DI GIULIANO SANTORO
jacobinitalia.it
London Calling quarant’anni dopo continua a ispirarci perché è un disco globale, che provincializza l’Europa e porta il rock’n’roll dove non era mai arrivato
Secondo la nota definizione di Italo Calvino, un classico si riconosce dal fatto che «non ha mai finito di dire quello che ha da dire». Più precisamente, argomenta Calvino passando in rassegna alcune delle caratteristiche dei classici, ci troviamo di fronte a un classico quando ci accorgiamo che tende a relegare l’attualità a rumore di fondo ma al tempo stesso continua a sprigionare una potenza tale che con quel rumore di fondo non può fare a meno di interagire. London Calling, il terzo disco dei Clash che oggi compie quarant’anni, può definirsi un classico esattamente per questo: si staglia come pietra miliare ma offre continuamente chiavi di lettura, punti di vista, sguardi sul contemporaneo. È un disco che continua a risuonare nelle nostre esistenze quotidiane.

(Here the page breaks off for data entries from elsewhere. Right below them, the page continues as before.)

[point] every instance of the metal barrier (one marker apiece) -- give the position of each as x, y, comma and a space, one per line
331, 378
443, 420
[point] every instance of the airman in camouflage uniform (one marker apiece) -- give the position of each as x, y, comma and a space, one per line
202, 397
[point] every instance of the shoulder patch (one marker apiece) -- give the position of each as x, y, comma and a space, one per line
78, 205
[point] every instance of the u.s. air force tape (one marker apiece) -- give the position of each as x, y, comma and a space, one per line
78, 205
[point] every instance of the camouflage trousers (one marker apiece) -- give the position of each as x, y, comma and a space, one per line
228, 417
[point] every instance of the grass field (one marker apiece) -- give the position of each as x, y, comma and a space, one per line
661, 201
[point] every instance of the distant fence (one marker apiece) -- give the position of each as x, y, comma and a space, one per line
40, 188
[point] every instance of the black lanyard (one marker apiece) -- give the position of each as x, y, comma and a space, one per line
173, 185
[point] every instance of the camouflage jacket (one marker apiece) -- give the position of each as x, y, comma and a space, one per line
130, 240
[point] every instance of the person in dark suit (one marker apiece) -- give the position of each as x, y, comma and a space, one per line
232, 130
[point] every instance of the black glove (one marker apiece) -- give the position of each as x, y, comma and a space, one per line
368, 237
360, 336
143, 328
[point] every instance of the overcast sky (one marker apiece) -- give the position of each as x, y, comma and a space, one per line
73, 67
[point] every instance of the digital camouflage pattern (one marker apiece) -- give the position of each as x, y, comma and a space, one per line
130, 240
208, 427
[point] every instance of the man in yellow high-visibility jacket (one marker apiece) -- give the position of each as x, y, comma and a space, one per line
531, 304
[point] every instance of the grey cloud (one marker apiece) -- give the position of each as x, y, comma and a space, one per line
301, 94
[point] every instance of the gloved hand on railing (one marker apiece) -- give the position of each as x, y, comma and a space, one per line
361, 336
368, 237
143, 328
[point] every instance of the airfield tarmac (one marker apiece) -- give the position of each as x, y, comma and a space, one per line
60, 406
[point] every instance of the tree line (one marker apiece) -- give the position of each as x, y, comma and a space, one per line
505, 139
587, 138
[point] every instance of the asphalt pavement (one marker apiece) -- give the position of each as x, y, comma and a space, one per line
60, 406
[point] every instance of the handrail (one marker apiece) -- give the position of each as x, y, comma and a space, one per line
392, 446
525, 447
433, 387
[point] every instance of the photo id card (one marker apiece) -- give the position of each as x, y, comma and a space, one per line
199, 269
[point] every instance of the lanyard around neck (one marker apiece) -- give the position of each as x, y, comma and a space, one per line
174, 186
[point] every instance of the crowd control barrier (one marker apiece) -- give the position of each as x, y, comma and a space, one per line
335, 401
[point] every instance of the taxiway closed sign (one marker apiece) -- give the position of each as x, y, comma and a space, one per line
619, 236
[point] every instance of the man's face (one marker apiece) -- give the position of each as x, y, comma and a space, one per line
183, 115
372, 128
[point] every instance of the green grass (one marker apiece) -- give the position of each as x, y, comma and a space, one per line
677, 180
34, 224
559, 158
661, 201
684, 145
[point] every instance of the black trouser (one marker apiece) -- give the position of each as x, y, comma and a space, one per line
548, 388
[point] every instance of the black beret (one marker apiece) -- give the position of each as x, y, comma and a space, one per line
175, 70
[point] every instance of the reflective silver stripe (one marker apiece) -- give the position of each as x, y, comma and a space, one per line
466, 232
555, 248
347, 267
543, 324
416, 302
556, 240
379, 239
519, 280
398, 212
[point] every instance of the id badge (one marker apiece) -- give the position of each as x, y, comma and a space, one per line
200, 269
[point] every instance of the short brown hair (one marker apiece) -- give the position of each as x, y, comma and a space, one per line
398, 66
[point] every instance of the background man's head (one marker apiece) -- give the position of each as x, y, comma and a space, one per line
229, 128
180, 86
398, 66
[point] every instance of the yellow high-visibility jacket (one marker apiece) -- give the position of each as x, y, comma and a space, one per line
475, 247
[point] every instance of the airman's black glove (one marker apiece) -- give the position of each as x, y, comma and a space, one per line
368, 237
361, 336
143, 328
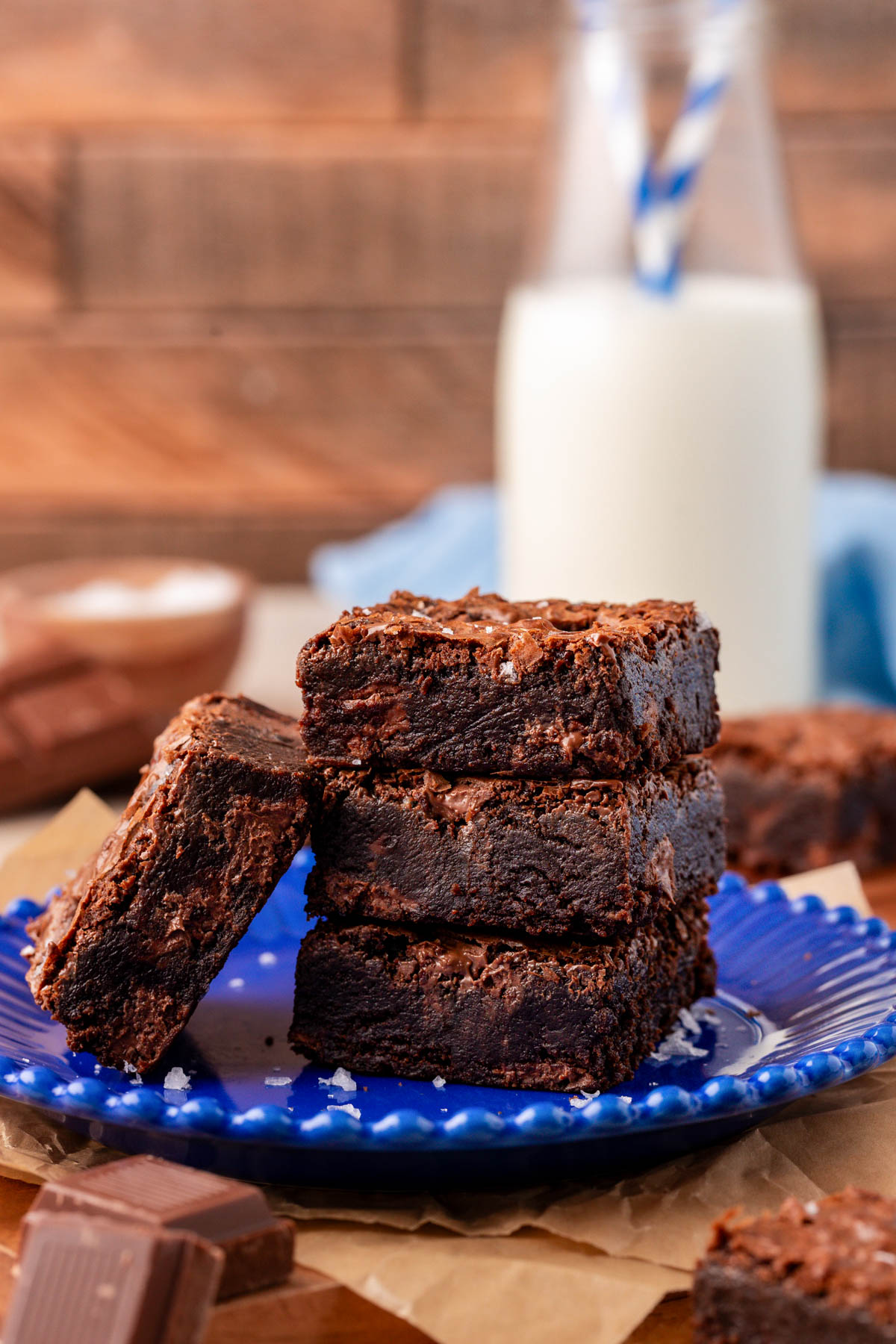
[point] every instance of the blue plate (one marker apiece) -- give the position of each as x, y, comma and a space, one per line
805, 1001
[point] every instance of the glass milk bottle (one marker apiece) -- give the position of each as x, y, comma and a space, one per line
660, 374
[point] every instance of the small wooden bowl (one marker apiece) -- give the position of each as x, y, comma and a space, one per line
168, 656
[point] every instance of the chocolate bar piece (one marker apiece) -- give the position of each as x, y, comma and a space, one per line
808, 788
124, 954
822, 1272
257, 1246
582, 856
65, 722
93, 1281
544, 690
497, 1009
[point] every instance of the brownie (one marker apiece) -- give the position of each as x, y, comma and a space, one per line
583, 856
817, 1272
541, 690
127, 951
496, 1009
808, 788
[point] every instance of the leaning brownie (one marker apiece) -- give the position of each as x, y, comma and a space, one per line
818, 1272
808, 788
496, 1009
586, 856
541, 690
124, 954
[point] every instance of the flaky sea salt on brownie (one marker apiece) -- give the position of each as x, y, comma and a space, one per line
494, 1009
582, 856
808, 788
124, 954
541, 690
812, 1272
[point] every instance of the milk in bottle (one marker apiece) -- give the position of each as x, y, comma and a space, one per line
662, 438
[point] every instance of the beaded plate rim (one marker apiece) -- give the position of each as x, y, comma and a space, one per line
738, 910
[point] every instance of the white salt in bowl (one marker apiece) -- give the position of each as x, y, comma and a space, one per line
172, 625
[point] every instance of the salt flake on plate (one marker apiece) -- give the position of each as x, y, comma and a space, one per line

È l’inizio dell’estate del 1979, siamo a Londra. Lungo Causton Street, non lontano da Westminster, c’è un terreno adibito a campo da calcio. Ogni giorno si presenta un gruppetto di ventenni a giocare a pallone. Sono i Clash con la loro crew. Joe Strummer, voce e chitarra ritmica, non è dotatissimo tecnicamente ma per compensare corre come un pazzo ed è molto generoso. Mick Jones, chitarra solista e spesso cantante, ha buoni numeri ma tende a strafare quando ha la palla al piede. Il bassista rude boy Paul Simonon è poco attrezzato dal punto di vista tecnico oltre che fallosissimo. Topper Headon, il batterista, è un virtuoso, uno di quelli che fanno la differenza. I quattro giocano assieme ai ragazzi del loro entourage. Ogni giorno, dopo un’ora di sgroppate polverose, ritornano sudatissimi in sala di registrazione al Vanilla Studios, un magazzino di un palazzo che oggi non esiste più, è stato demolito. Stanno lavorando a London Calling, il primo disco di rock’n’roll globale della storia della musica, un album che non si limita a tracciare nessi tra luoghi diversi, linguaggi plurimi e sonorità differenti ma che ricombina i rapporti tra centro e periferia, tra sud e nord.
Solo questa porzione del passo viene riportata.